El elegante que espera el pasaporte hace largo rato, busca donde sentarse, pero el Alcalde previendo este desacato, ha suprimido las sillas. Llégale en fin su turno, y el Alcalde le pide un fiador con casa abierta.
-¡Un fiador, un fiador! (responde el caballero) a mí, don Magnífico Pabón, conde del Empíreo, que paso de intendente a Filipinas...
-Mas que sea usted (replicó el Alcalde) el mismísimo Preste Juan. Aquí no hay más que la ley; la ley...
Por fortuna acierta a entrar a la sazón el zapatero de viejo que trabaja en el portal de don Magnífico tras de un biombo (que no puede ser casa más abierta) y aquél, conociendo lo arduo del caso, le propone si quiere ser su fiador. El zapatero contesta que sí, pero que no sabe cómo él, que viene a responder de un duro tomado al fiado puede...

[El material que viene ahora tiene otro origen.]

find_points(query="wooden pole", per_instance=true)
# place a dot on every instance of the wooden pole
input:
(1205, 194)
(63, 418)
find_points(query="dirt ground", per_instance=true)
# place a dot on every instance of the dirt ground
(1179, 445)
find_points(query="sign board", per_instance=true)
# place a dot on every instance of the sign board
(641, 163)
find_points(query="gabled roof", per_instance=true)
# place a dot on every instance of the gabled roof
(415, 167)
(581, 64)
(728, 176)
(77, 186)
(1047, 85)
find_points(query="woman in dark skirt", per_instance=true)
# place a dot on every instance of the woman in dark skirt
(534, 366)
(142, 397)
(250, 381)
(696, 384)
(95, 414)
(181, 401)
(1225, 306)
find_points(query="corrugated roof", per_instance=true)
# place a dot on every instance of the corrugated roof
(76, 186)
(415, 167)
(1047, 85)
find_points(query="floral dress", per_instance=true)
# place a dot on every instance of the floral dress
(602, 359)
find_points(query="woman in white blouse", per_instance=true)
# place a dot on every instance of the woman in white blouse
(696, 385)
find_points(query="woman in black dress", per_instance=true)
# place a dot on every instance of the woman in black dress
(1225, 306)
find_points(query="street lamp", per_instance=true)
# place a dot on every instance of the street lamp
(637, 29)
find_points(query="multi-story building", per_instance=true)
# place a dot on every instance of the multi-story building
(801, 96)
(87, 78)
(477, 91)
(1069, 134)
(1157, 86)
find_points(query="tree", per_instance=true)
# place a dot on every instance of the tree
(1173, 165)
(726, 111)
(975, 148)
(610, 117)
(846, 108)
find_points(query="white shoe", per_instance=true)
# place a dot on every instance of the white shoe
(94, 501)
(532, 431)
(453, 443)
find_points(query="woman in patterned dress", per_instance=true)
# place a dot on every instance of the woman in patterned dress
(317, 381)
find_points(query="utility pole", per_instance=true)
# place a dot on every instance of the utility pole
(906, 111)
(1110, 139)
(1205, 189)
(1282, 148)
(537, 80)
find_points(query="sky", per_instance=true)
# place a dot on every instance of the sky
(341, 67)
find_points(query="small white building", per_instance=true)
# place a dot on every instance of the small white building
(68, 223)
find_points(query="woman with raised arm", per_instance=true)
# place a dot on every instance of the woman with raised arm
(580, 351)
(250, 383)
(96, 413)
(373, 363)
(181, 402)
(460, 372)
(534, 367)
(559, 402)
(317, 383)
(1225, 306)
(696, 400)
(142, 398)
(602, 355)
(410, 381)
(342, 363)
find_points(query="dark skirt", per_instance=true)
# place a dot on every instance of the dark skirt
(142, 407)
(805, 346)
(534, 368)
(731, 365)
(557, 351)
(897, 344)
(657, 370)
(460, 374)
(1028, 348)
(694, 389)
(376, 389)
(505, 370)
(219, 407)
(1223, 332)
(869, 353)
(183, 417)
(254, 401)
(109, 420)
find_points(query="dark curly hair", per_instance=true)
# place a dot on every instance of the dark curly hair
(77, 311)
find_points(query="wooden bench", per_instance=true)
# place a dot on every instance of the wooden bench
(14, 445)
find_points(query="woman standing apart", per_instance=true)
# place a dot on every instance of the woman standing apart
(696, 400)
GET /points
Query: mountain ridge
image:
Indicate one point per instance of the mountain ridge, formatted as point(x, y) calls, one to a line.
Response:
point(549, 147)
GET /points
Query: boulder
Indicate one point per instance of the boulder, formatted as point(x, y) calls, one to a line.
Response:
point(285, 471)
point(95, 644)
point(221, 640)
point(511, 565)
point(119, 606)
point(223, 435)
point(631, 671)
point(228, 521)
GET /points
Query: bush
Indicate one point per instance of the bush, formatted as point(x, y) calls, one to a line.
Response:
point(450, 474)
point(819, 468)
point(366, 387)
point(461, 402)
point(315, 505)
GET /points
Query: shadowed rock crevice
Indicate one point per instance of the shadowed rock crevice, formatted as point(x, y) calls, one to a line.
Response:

-No importa (replica el Alcalde); la ley es ley, y usted tiene casa abierta, con que puede usted ser fiador. Extienda usted el documento, secretario, yo dictaré. Pasaporte para el interior. Concedo pasaporte, etc. (lo impreso) a don Fulano de tal, barón de Illescas, que pasa a las islas Filipinas en la Habana; va de intendente a negocios propios: sale en posta, vía recta, y con obligación de presentarse diariamente a las autoridades de los pueblos donde pernocte... Señas personales. Cara redonda; ojos ídem; boca ídem; pelo ídem. Va sin enmienda. Valga por un mes.